One player on this roster is regarded as a pure shooter for his career.
Steve Novak can shoot the crap out of the ball and there’s nothing to indicate otherwise. But outside of this seemingly translucent role player, can a team so dependent on the long ball survive a deep playoff run tied to a handful of streaky shooters having career years?
Next there is debate over what will happen once two key players return from injury.
The once springy Amare Stoudemire from his Phoenix days would have added another dimension to a Knicks offense lacking multiple self-sufficient scorers. The 30-is-the-new-40 Amare isn’t the same dynamic player of the past. With his defensive calamities and health issues, he’s become a $100-million mistake, an unmovable thorn stuck in their backside for the foreseeable future.
We’re talking about a top-five paid player, who may not even make a positive impact on the roster.
The more intriguing injury is Iman Shumpert, the second-year guard who shredded his knee in game one of the Heat-Knicks series last year. He also happens to be the best perimeter defender on the roster, one who has flashed the rare ability to keep elite playmakers out of the paint. After tearing the very ligament (ACL) that stabilizes his greatest weapon – his elite ability to glide laterally – when and will he return to form?
The concerns outlined before you aren’t even their most daunting issue, something their jarring shooting has masked. They grade out as an average defensive team, allowing 102.5 points per 100 possessions (16th in NBA). An average defensive team clinging heavily to long ball shooting is not a proven recipe for success in the playoffs.

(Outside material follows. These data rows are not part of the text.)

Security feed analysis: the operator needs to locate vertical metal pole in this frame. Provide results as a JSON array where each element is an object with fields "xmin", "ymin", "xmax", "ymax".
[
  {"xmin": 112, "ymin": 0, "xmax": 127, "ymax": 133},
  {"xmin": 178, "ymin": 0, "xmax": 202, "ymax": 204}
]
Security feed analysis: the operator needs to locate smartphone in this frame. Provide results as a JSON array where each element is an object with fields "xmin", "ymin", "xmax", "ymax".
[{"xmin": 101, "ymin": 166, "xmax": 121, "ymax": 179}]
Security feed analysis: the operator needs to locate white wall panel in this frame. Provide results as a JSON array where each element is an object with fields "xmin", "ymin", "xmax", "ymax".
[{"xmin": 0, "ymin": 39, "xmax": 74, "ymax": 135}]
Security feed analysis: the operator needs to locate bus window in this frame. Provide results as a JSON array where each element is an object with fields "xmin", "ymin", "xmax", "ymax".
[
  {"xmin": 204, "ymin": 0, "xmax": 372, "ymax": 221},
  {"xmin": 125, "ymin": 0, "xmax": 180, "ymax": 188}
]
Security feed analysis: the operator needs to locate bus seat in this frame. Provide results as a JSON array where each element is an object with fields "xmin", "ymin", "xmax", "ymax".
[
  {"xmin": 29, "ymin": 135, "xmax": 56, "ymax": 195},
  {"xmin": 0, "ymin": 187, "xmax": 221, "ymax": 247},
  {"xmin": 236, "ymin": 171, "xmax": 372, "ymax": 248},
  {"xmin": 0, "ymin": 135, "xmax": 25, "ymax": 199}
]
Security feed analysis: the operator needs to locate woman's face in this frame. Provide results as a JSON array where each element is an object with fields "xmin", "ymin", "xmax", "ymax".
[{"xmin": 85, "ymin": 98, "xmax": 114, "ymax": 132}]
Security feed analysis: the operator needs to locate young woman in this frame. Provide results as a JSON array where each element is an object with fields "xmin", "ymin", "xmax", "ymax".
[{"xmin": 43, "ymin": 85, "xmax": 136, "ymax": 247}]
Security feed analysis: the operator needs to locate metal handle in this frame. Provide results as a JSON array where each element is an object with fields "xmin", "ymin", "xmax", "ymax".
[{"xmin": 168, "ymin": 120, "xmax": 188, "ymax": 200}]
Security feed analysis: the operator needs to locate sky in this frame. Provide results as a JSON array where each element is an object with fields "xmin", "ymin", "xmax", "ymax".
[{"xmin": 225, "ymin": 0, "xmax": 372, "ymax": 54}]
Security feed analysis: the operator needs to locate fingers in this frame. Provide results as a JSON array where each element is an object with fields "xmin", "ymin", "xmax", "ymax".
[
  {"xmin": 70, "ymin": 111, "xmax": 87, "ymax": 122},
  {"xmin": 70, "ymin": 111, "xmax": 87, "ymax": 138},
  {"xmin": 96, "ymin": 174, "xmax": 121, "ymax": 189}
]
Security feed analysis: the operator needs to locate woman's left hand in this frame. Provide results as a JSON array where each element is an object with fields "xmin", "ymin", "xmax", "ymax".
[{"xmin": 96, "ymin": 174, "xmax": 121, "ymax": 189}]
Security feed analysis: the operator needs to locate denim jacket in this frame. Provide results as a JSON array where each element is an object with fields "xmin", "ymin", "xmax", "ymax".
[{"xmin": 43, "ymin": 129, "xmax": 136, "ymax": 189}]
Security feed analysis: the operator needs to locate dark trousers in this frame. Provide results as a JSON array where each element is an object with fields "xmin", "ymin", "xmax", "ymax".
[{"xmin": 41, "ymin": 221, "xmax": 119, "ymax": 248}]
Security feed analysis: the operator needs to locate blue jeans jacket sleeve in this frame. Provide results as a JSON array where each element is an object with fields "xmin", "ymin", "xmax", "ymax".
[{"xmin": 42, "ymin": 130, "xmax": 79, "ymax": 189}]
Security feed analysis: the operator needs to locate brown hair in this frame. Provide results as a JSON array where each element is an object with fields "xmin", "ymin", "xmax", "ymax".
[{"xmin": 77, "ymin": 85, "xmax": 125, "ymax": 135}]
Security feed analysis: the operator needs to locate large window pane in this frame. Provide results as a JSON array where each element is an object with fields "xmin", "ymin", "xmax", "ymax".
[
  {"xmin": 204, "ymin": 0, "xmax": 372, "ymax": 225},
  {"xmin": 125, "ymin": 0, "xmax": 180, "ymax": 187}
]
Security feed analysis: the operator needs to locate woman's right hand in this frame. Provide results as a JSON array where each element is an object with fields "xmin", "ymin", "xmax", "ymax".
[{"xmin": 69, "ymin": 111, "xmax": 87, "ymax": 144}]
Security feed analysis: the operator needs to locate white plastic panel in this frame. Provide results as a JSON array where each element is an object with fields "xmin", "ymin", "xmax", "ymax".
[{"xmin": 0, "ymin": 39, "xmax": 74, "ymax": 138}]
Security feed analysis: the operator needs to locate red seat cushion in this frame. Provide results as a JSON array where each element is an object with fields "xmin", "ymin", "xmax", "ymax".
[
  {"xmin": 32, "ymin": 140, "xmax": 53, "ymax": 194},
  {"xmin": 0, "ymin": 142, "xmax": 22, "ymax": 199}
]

Playoff basketball is a different game, one that heavily emphasizes getting stops and creating offense against locked in defenses. The Knicks’ undoing last year was in part due to their misguided dependency on isolation basketball.
They have unquestionable moved the ball better this year with the addition of Kidd among others. But is Kidd’s understanding of ball movement and spacing really going to drastically improve this offense in the half-court against elite defenses in the playoffs?

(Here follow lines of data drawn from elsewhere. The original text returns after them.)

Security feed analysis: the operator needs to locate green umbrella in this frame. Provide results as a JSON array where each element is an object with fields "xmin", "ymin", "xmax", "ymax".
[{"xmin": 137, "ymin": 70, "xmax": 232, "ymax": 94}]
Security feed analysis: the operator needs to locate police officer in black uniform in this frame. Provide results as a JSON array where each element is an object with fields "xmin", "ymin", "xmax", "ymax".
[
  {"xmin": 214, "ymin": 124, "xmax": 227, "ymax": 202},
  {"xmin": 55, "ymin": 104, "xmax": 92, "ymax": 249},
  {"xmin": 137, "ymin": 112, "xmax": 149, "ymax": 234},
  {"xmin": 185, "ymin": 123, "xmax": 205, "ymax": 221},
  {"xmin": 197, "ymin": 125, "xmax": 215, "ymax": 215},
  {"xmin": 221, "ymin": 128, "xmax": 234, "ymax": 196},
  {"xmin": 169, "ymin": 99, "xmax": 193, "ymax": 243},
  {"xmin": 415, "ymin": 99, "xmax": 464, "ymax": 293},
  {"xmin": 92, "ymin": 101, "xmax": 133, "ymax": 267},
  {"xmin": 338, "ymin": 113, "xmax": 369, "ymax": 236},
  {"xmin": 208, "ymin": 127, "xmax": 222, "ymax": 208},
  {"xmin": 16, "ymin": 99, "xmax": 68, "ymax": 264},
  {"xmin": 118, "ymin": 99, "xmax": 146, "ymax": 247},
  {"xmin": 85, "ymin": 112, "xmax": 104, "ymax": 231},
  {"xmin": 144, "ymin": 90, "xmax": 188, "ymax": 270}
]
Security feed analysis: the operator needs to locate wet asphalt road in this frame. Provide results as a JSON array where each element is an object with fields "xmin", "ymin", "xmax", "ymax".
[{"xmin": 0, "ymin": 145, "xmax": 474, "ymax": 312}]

Despite their weaknesses and the vicissitudes of outside shooting, this is a team that can win a playoff series or two in the relatively weak Eastern Conference. Winning 50-plus this season is certainly within reach.. But their hopes as a contender will likely fall short.
Could they steal a game or maybe two against the Heat in a series? Unlikely but plausible with a scoring rampage from Melo. But to compete with a Miami roster built around defensive principles and three star players, one of which who is definitively the best in the world, they’re going to need more ammunition and a foundation based on playoff survival.
Miami shoots it well and won the championship last year in large part because of the hot shooting by Shane Battier, Mario Chalmers, and Mike Miller. But they don’t die by it. They ultimate win with defense and a plethora of superstars creating for others offensively.
New York is a second tier team in the NBA hierarchy of contenders. Could they get to the NBA Finals? Yes, but they would need plenty of help from the Basketball Gods.
It’s going to be ultra challenging to contend without stellar defense while shooting a historical number of threes with a slab of career average shooters. Besides that, there’s always the idea of hope.
The Knicks franchise built a deceivingly alluring house this summer. It’s pricey and has an ocean view, but with hurricane season inevitably approaching (NBA playoffs), it’s doubtful the wobbly foundation can survive the wave of storms.